I wonder how he would react if you told him the majority of his comments to you are usually not welcomed?
Maybe you can force him only to offer written advice, maybe that would scare him away?
I wonder how Spawn feels about her uncle? Was he involved in her life or is luke warm about him also?
I too have been for a long while on part time work status. It is fun having long breaks at times and I certainly don’t spend as much if I had a full time job. I like being an economic, ecological and well balanced individual.
@ZSA_MD - he works part-time, goes to school (still, again, and perpetually), and lives with my parents. 49 years old. ain’t he a winner?
@leaflesstree - no faults whatsoever, just ask him.
@murisopsis - he asked me why i have to be such a jerk.
@PPhilip - he is tolerated at best.
If I rec someone’s comment I think that means that I agree with them and that I too think he should become a full-time egg sucker….
@vexations - there is no reason on earth for me to give a flying fuck what he says about anything. i can and will ignore his opinions. i’m too smart and stubborn to let him control my emotions this way. ha.
Good for you. @promisesunshine -
A friend of mine named his daughter Nevaeh. I think she’s nearly two now. I hope your friend’s baby is okay.

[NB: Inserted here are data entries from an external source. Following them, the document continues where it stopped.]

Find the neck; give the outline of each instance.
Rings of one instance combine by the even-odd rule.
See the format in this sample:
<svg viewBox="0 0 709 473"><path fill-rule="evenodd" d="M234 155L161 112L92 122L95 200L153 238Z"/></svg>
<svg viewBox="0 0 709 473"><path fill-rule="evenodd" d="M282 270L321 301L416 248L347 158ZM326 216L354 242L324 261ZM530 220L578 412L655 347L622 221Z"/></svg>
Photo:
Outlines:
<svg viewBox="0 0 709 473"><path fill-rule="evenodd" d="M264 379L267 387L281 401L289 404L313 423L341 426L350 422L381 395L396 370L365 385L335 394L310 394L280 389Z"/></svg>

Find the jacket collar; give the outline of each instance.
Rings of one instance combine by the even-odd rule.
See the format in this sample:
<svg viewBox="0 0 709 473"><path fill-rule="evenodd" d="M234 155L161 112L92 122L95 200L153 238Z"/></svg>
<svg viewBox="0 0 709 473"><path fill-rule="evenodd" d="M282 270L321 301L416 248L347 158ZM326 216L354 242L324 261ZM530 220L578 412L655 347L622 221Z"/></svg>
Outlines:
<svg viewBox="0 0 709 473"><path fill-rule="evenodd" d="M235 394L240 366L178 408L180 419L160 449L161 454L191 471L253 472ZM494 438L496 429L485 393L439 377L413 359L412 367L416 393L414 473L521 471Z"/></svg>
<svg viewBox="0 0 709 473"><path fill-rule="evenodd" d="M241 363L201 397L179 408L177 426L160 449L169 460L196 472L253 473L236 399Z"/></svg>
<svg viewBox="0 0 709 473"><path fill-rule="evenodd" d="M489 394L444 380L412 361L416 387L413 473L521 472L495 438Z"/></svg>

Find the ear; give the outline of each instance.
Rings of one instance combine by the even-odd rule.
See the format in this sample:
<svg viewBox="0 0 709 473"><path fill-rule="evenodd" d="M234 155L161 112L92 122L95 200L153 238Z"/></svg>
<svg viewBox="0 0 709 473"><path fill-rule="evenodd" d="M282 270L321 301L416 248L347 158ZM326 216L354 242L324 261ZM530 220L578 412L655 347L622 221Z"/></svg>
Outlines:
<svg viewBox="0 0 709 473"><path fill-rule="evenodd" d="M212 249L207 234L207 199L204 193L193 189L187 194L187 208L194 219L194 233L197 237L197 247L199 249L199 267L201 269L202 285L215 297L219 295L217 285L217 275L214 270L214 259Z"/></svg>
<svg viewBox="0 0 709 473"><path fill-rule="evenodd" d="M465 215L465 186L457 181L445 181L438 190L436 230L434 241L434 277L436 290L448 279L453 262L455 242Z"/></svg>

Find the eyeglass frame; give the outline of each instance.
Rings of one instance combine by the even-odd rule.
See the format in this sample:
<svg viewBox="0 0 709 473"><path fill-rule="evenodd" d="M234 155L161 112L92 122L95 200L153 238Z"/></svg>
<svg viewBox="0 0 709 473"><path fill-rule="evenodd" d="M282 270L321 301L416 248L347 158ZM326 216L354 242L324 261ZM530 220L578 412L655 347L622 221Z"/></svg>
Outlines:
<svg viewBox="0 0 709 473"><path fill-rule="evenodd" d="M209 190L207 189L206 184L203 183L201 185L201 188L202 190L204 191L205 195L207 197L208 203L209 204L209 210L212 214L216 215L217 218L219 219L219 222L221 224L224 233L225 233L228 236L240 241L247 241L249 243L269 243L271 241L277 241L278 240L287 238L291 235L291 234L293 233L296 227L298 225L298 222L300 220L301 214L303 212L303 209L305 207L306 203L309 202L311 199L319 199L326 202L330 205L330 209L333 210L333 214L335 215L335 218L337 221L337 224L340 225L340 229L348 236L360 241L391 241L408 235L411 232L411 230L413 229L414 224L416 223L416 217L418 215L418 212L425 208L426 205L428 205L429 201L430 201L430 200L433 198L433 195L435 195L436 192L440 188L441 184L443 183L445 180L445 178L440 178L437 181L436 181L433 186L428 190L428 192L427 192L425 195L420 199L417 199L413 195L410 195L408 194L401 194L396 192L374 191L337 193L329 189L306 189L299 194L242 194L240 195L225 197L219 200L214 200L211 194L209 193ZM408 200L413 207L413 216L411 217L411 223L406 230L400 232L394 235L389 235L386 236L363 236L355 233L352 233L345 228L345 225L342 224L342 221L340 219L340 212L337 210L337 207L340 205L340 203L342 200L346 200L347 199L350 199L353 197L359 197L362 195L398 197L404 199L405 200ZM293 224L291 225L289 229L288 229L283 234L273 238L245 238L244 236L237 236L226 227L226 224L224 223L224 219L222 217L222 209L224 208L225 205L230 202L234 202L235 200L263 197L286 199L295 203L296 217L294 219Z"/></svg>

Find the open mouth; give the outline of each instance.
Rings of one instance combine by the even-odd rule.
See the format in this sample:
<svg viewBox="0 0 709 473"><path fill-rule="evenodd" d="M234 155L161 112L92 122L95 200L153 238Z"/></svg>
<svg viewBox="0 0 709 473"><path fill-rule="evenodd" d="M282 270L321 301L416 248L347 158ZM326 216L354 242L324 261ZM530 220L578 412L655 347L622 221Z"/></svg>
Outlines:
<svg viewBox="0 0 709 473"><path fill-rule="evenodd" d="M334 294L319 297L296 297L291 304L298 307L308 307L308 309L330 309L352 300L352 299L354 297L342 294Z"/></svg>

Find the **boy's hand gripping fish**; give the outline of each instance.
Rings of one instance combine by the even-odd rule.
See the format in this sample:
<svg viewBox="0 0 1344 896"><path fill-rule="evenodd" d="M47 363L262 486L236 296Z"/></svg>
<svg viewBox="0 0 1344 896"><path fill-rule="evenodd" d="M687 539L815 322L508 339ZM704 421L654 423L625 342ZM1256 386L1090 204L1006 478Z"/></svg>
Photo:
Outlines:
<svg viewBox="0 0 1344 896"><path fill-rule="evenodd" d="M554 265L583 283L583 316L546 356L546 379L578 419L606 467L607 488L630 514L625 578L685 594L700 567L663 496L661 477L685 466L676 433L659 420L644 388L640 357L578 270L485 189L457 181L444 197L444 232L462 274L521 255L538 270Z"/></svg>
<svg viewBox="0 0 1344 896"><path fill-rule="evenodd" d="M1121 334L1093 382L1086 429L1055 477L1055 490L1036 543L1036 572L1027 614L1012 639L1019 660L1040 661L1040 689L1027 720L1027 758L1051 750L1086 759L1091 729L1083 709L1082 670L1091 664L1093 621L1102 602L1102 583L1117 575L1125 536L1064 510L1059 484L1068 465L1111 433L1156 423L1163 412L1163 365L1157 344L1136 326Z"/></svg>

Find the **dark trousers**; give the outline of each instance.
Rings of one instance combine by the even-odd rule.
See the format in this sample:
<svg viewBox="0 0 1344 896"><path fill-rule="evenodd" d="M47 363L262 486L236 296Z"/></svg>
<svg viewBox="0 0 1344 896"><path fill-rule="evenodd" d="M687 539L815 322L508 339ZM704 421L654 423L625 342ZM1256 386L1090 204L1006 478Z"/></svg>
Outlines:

My family keeps harping on me to put my boy back in school, to burden someone else with my grandmother, for me to finish school and make something of myself. That I “used to have such big dreams, and I gave them up to get married.” Oh, no. I didn’t give up shit. I just realized that I didn’t want to go through years of school accruing a ton of debt to work in a job I may or may not even like. I’ll go back when I figure out exactly what I want to do. I don’t want to be miserable at my work like everyone else. Everything else is just unavoidable now. No one else is able to take care of my grandma, and I refuse to put her in a home just so I can pursue something that can obviously wait. My boy’s improved so much at home, I hate to undo all that work by throwing him back into the classroom with teachers and kids that don’t get him. Things are tight. Sometimes we need help. But we’re happy right now, and that’s all that matters.
Tell your brother to suck a stiff phallus. Or would Mr 10-Years-Of-Nursing-School even know what that is…?
I love this line, “Clearly, he has the mental acuity of a gnat and the social skills of a dung beetle.” You seem to see him clearly.
There are people like him in my life. I’ve gotten rid of all the ones I’m not related too.
I hope your vent helped you feel better we all need to grr and vent having either a doctor or a teacher, butcher or baker or even a candle stick maker would be nice to have in the family as long as your child is happy and well she is young she has time to change her mind a dozen times or more
I continue to pray for Nevaeh!
And I’m leaving some MoanDay hugs for you!
HUGS!!!
@adamswomanback - you are heavenly. hugs right back.